At the molecular level, the inhibition of KIAA1522 expression evidently reduces pERK levels in both adherent and suspension-cultured ESCC cells, suggesting that high KIAA1522 expression enhances the proliferation and metastasis potentials of ESCC cells by activating the ERK cascade. Consistently, we have found that KIAA1522 triggers ERK phosphorylation in NSCLC cells.⁶ Altogether, our data suggest that ERK is a vital and common downstream signal of KIAA1522 in multiple malignancies.

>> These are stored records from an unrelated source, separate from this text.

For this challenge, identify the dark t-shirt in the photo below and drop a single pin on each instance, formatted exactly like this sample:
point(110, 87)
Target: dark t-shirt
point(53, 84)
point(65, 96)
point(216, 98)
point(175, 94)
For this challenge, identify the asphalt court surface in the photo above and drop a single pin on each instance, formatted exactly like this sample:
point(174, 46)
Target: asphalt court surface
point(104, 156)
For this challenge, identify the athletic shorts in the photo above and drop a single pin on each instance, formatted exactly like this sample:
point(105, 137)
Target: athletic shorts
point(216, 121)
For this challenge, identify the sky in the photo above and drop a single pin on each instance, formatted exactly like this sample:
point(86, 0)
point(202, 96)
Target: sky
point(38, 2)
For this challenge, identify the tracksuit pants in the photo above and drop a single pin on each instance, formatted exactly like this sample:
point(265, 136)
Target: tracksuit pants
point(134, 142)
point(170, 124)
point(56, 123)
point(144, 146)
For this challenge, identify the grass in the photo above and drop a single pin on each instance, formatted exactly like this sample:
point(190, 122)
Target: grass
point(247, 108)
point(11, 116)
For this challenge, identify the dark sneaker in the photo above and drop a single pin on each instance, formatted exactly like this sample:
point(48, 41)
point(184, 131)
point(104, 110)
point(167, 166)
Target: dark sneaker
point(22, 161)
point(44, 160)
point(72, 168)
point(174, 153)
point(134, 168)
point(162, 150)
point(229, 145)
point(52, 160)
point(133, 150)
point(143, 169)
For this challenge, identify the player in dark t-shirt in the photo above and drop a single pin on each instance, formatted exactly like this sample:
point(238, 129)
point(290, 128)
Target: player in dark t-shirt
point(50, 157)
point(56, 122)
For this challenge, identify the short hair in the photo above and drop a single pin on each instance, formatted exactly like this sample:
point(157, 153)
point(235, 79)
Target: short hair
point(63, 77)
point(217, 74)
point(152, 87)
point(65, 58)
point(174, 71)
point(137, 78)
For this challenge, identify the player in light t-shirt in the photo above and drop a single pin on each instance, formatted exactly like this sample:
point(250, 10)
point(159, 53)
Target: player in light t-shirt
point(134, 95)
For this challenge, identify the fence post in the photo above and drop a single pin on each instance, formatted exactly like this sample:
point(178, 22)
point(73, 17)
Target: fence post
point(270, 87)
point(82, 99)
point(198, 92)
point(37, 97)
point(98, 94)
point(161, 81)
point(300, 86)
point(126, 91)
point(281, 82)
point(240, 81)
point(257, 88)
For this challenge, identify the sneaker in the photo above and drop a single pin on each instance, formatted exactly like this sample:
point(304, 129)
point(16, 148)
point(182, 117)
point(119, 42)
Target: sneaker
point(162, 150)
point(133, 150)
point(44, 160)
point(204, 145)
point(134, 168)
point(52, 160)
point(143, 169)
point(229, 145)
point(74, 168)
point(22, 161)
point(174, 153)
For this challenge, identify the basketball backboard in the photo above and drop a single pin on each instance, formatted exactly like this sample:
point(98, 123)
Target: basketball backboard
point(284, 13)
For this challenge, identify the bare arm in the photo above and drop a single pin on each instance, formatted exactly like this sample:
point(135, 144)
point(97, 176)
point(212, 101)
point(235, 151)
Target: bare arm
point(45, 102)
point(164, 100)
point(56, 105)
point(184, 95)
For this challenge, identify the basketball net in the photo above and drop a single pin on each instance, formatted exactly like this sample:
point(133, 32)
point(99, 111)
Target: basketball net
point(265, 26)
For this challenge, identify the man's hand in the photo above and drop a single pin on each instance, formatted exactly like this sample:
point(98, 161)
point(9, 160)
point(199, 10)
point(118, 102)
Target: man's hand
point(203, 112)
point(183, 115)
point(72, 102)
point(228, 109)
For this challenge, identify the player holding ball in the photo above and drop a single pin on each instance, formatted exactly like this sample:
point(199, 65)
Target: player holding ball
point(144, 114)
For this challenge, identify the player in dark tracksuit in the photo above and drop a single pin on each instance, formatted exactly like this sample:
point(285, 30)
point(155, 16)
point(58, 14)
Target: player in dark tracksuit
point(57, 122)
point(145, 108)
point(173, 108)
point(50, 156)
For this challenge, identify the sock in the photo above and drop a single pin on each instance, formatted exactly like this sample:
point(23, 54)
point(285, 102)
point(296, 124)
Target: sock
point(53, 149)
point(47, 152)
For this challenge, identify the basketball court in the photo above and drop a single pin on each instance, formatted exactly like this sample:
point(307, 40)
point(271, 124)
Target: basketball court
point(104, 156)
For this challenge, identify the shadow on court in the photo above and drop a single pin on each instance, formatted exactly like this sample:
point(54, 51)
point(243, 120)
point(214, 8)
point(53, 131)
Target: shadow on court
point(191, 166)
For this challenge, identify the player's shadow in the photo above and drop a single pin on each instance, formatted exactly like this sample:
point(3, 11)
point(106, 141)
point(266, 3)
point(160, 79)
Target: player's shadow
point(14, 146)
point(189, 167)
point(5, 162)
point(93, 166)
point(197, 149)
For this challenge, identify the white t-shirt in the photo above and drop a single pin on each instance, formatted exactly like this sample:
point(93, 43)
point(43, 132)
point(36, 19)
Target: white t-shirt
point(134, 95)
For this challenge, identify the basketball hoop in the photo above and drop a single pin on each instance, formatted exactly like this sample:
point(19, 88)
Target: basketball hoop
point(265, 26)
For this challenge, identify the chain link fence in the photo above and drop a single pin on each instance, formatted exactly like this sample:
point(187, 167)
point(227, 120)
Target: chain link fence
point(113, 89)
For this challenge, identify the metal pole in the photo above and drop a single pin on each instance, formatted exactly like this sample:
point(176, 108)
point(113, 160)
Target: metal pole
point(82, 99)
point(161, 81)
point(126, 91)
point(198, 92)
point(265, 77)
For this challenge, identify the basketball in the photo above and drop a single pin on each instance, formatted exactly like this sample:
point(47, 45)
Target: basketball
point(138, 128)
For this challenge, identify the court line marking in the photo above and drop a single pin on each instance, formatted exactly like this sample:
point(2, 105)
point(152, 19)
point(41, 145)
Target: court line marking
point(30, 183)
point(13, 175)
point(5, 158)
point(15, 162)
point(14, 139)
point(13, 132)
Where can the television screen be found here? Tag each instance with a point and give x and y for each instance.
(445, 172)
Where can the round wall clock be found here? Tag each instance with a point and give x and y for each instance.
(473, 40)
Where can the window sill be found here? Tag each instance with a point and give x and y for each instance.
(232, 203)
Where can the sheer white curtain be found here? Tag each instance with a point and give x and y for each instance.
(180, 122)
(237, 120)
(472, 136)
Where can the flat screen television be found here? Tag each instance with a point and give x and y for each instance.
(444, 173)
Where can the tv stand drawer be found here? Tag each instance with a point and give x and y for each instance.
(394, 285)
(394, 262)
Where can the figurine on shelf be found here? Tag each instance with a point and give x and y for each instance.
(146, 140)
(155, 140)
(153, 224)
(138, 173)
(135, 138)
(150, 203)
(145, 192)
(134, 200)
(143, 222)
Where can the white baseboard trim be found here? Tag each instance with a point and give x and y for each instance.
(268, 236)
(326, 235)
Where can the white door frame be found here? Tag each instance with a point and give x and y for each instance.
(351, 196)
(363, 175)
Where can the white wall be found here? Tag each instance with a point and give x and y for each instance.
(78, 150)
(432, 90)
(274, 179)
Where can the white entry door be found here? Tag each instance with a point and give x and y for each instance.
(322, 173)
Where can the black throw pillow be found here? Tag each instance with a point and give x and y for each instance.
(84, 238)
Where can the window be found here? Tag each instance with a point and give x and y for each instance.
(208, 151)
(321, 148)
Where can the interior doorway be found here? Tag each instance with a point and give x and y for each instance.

In summary, this study shows that KIAA1522 protein expression is upregulated in a subset of ESCC tissues and that KIAA1522 overexpression might promote tumor formation and progression of ESCC cells by enhancing their malignant proliferation ability and anoikis resistance through the activation of the ERK signaling pathway. Therefore, KIAA1522 might serve as a target in the treatment of ESCC.

Acknowledgments

This work was supported by the National Natural Science Foundation (81330052, 81520108023, and 81572841), the Beijing Natural Science Foundation (7151008), and the CAMS Innovation Fund for Medical Sciences (CIFMS) (2016-I2M-1-001).

Supplementary materials

Figure S1 Kaplan–Meier overall survival curve according to the KIAA1522 levels in ESCC patients.

Notes: Overall survival is shown for the 115 patients with ESCC based on KIAA1522 levels as measured by immunohistochemistry. P-values were calculated by log-rank test.

Abbreviation: ESCC, esophageal squamous cell carcinoma.

Figure S2 Effects of KIAA1522 knockdown on the apoptosis and cell cycle distribution of ESCC cells.

Notes: KYSE510 and KYSE150 cells were transiently transfected with KIAA1522-specific siRNA or control non-silencing siRNA. Cells were collected after 48 h and subjected to the analysis. The results of a flow cytometry analysis of apoptosis (A) and cell cycle distribution (B) are shown.

Abbreviations: Ctrl, control; ESCC, esophageal squamous cell carcinoma; si, siRNA.

Figure S3 KIAA1522 depletion inhibits cell–cell adhesion.

Notes: KYSE150 and KYSE510 cells were transiently transfected with KIAA1522 siRNA or control non-silencing siRNA for 48 h and then seeded on polyHEMA-coated dishes. The cell morphology was observed under the phase. Scale bars =50 μm.

Abbreviations: Ctrl, control; polyHEMA, polyhydroxylethylmethacrylate; si, siRNA.

Disclosure

The authors report no conflicts of interest in this work.